Ferrets need very high protein levels in their diets (minimum 30%). We recommend a high quality ferret, cat, or kitten feed. Moisten the diet with water when the ferret is still young. Drinking water provided in a water bottle works better than a water bowl. Although ferrets love milk and dairy products, they tend to cause diarrhea and should be avoided. 

Housing and Litter Training 

Ferrets may be allowed to run freely around the house under supervision. If you do this, special care must be taken to cover holes and other hazards. We recommend caging them at other times.  There are many cages on the market

suitable for ferrets, some are especially made for ferrets. Give them an enclosure inside their cage for sleeping with a comfortable bedding. Do not use cedar as it can cause adverse skin reactions. 

   They use corners for toilets, unless they are very excited or confused. You can place a litter box in the ferrets favorite corner and train him to it. They usually have to go when they first wake up, so they should be placed in their bathroom at this time. 

You and Your Ferret 

   Ferrets love to play. They'll hop up and down and pretend to attack your hand, just like kittens. They are not trying to hurt, but if they do, even accidently, scold them, like children. If they play roughly, holler NO! and thump their noses very lightly. They need a lot of love and discipline. 

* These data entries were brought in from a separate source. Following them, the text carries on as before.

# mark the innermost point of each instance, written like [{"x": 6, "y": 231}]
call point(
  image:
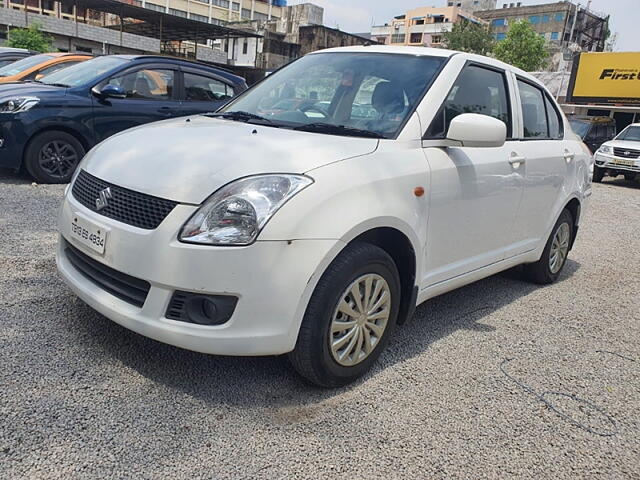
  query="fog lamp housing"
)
[{"x": 201, "y": 309}]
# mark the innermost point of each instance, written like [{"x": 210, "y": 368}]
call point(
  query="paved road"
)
[{"x": 81, "y": 397}]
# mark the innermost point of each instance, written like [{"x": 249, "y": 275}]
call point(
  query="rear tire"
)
[
  {"x": 598, "y": 174},
  {"x": 555, "y": 253},
  {"x": 53, "y": 156},
  {"x": 341, "y": 336}
]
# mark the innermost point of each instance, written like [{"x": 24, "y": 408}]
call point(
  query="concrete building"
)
[
  {"x": 423, "y": 26},
  {"x": 562, "y": 23},
  {"x": 473, "y": 5}
]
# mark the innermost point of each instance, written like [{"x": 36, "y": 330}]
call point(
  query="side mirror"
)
[
  {"x": 109, "y": 91},
  {"x": 475, "y": 130}
]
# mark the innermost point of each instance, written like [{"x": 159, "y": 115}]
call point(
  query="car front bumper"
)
[
  {"x": 607, "y": 161},
  {"x": 272, "y": 280}
]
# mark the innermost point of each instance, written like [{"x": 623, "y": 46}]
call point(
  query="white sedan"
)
[{"x": 314, "y": 230}]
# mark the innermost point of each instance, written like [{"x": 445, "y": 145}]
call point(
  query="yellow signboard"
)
[{"x": 606, "y": 78}]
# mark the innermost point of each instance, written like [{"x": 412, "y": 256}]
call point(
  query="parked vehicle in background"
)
[
  {"x": 593, "y": 131},
  {"x": 37, "y": 66},
  {"x": 236, "y": 234},
  {"x": 620, "y": 156},
  {"x": 9, "y": 55},
  {"x": 48, "y": 125}
]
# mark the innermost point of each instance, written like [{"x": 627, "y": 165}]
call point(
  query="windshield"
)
[
  {"x": 630, "y": 133},
  {"x": 22, "y": 65},
  {"x": 341, "y": 93},
  {"x": 580, "y": 128},
  {"x": 84, "y": 72}
]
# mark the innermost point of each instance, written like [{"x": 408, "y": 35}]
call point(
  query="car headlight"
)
[
  {"x": 19, "y": 104},
  {"x": 236, "y": 213},
  {"x": 605, "y": 149}
]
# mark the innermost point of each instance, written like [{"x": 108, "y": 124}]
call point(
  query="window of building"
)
[
  {"x": 200, "y": 18},
  {"x": 157, "y": 8},
  {"x": 198, "y": 88},
  {"x": 476, "y": 90},
  {"x": 534, "y": 114},
  {"x": 148, "y": 84},
  {"x": 178, "y": 13}
]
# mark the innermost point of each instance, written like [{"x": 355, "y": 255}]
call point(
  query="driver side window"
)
[
  {"x": 148, "y": 84},
  {"x": 477, "y": 90}
]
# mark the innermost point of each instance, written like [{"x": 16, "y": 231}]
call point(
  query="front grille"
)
[
  {"x": 125, "y": 287},
  {"x": 626, "y": 153},
  {"x": 124, "y": 205}
]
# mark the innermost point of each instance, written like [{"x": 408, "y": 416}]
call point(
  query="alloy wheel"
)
[
  {"x": 360, "y": 319},
  {"x": 58, "y": 158}
]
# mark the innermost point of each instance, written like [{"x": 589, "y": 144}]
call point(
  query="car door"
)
[
  {"x": 475, "y": 192},
  {"x": 547, "y": 163},
  {"x": 150, "y": 96},
  {"x": 203, "y": 92}
]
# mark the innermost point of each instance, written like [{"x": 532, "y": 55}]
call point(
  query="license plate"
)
[
  {"x": 626, "y": 163},
  {"x": 88, "y": 233}
]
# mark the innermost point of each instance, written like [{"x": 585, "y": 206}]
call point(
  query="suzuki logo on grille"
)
[{"x": 103, "y": 198}]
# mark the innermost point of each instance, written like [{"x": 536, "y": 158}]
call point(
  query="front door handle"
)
[
  {"x": 568, "y": 156},
  {"x": 516, "y": 160}
]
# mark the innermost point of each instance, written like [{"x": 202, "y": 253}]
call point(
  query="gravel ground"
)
[{"x": 81, "y": 397}]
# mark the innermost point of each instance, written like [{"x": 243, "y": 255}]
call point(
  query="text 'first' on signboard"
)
[{"x": 606, "y": 78}]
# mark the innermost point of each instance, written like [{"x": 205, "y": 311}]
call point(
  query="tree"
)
[
  {"x": 523, "y": 47},
  {"x": 31, "y": 38},
  {"x": 469, "y": 37}
]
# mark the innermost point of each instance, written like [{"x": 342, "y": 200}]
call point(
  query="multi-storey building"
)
[
  {"x": 563, "y": 24},
  {"x": 473, "y": 5},
  {"x": 423, "y": 26}
]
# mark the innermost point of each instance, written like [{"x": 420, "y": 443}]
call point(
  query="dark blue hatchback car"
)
[{"x": 48, "y": 125}]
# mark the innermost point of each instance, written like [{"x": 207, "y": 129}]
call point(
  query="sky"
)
[{"x": 358, "y": 15}]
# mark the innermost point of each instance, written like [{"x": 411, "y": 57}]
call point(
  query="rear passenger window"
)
[
  {"x": 477, "y": 90},
  {"x": 534, "y": 114},
  {"x": 555, "y": 121},
  {"x": 198, "y": 88}
]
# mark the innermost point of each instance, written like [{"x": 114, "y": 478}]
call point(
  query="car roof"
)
[
  {"x": 168, "y": 58},
  {"x": 587, "y": 119},
  {"x": 431, "y": 52}
]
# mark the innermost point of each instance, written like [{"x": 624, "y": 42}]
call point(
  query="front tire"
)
[
  {"x": 53, "y": 156},
  {"x": 350, "y": 317},
  {"x": 554, "y": 256}
]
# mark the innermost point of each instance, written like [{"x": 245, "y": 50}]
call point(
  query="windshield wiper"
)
[
  {"x": 330, "y": 129},
  {"x": 241, "y": 116}
]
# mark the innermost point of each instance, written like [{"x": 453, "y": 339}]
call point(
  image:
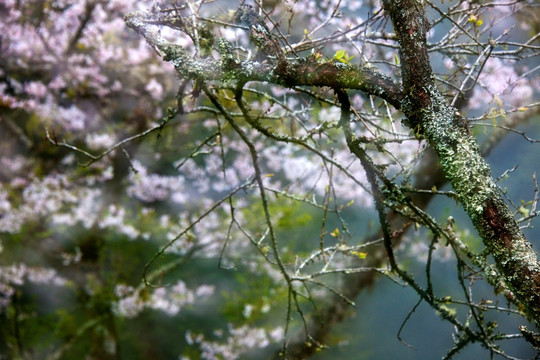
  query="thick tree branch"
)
[
  {"x": 299, "y": 72},
  {"x": 461, "y": 160}
]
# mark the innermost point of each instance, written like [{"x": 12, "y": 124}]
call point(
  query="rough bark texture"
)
[
  {"x": 460, "y": 158},
  {"x": 428, "y": 114}
]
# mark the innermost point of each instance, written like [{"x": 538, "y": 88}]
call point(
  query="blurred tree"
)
[{"x": 284, "y": 119}]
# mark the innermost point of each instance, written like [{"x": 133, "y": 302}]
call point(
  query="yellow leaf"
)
[{"x": 361, "y": 255}]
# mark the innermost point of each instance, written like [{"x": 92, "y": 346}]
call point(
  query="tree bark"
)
[{"x": 460, "y": 158}]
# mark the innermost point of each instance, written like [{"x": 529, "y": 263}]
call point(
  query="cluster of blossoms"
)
[
  {"x": 238, "y": 342},
  {"x": 167, "y": 299},
  {"x": 74, "y": 82}
]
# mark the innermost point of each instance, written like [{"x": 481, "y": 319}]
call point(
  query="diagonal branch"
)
[{"x": 460, "y": 158}]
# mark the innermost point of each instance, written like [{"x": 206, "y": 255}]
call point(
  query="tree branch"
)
[{"x": 460, "y": 158}]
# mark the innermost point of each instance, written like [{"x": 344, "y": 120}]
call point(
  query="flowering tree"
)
[{"x": 283, "y": 117}]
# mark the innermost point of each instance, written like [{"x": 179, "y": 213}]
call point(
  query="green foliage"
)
[{"x": 343, "y": 57}]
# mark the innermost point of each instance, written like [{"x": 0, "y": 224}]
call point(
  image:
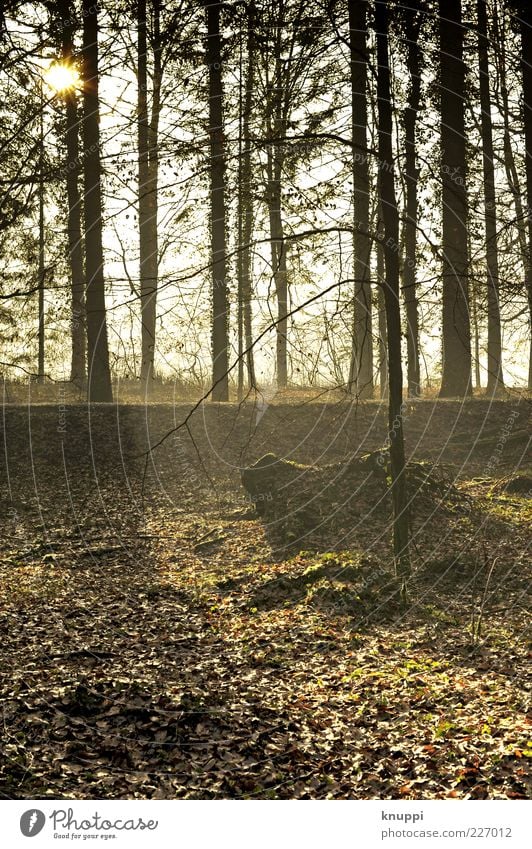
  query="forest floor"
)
[{"x": 160, "y": 641}]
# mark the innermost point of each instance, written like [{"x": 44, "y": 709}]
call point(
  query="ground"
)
[{"x": 160, "y": 640}]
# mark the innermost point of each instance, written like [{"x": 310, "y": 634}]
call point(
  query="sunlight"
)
[{"x": 62, "y": 78}]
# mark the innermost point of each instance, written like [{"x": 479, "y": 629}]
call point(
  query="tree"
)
[
  {"x": 99, "y": 374},
  {"x": 390, "y": 218},
  {"x": 526, "y": 67},
  {"x": 220, "y": 306},
  {"x": 361, "y": 372},
  {"x": 245, "y": 214},
  {"x": 456, "y": 334},
  {"x": 495, "y": 371},
  {"x": 78, "y": 365},
  {"x": 412, "y": 22},
  {"x": 148, "y": 184}
]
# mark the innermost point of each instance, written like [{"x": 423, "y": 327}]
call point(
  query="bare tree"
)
[
  {"x": 220, "y": 305},
  {"x": 361, "y": 372},
  {"x": 495, "y": 370},
  {"x": 456, "y": 334},
  {"x": 390, "y": 218},
  {"x": 99, "y": 373}
]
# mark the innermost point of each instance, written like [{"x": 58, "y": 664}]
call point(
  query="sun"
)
[{"x": 62, "y": 78}]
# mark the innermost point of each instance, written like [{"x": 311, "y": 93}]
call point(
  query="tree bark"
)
[
  {"x": 78, "y": 365},
  {"x": 526, "y": 65},
  {"x": 361, "y": 370},
  {"x": 456, "y": 333},
  {"x": 245, "y": 214},
  {"x": 220, "y": 306},
  {"x": 391, "y": 294},
  {"x": 99, "y": 373},
  {"x": 276, "y": 128},
  {"x": 381, "y": 279},
  {"x": 495, "y": 370},
  {"x": 148, "y": 178},
  {"x": 412, "y": 30},
  {"x": 42, "y": 269}
]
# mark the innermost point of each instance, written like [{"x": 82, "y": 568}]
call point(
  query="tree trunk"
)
[
  {"x": 78, "y": 365},
  {"x": 147, "y": 177},
  {"x": 276, "y": 128},
  {"x": 391, "y": 294},
  {"x": 456, "y": 334},
  {"x": 495, "y": 371},
  {"x": 526, "y": 64},
  {"x": 381, "y": 279},
  {"x": 361, "y": 369},
  {"x": 412, "y": 30},
  {"x": 245, "y": 216},
  {"x": 99, "y": 374},
  {"x": 42, "y": 269},
  {"x": 220, "y": 306}
]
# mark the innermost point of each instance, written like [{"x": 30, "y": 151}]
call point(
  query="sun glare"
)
[{"x": 61, "y": 78}]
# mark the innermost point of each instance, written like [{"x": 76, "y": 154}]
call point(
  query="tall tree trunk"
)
[
  {"x": 526, "y": 64},
  {"x": 78, "y": 365},
  {"x": 391, "y": 294},
  {"x": 276, "y": 128},
  {"x": 220, "y": 306},
  {"x": 456, "y": 334},
  {"x": 495, "y": 371},
  {"x": 381, "y": 306},
  {"x": 42, "y": 268},
  {"x": 245, "y": 213},
  {"x": 99, "y": 373},
  {"x": 412, "y": 30},
  {"x": 148, "y": 177},
  {"x": 361, "y": 370},
  {"x": 521, "y": 218}
]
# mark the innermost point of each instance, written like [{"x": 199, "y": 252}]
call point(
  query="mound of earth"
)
[{"x": 294, "y": 498}]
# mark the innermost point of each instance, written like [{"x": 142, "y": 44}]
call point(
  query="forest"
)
[{"x": 266, "y": 363}]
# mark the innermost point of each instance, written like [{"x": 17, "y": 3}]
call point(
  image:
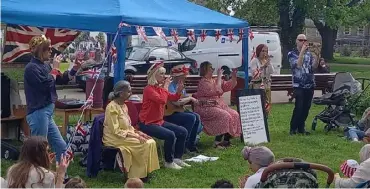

   Ferrets like to travel in the car, ride in the hood of your coat, in your pocket, or in your purse. They can also be trained to ride on your shoulder. Tell your customers to take their ferret with them whenever possible. The more they handle their ferret, the better pet it will become. They also like baths (use a hypoallergenic formula, No More Tears shampoo, or one of the many ferret shampoos now available). If they get fleas, use a flea dip approved for cats and follow the directions very carefully.

   Ferrets are very susceptible to human colds and flu. Try to prevent sick people from handling ferrets. Ferrets are also susceptible to canine distemper and rabies. Your ferret has been given a baby canine distemper shot. You should take your ferret to the vet soon after purchase, and obtain the vaccinations on a schedule recommended by the veterinarian.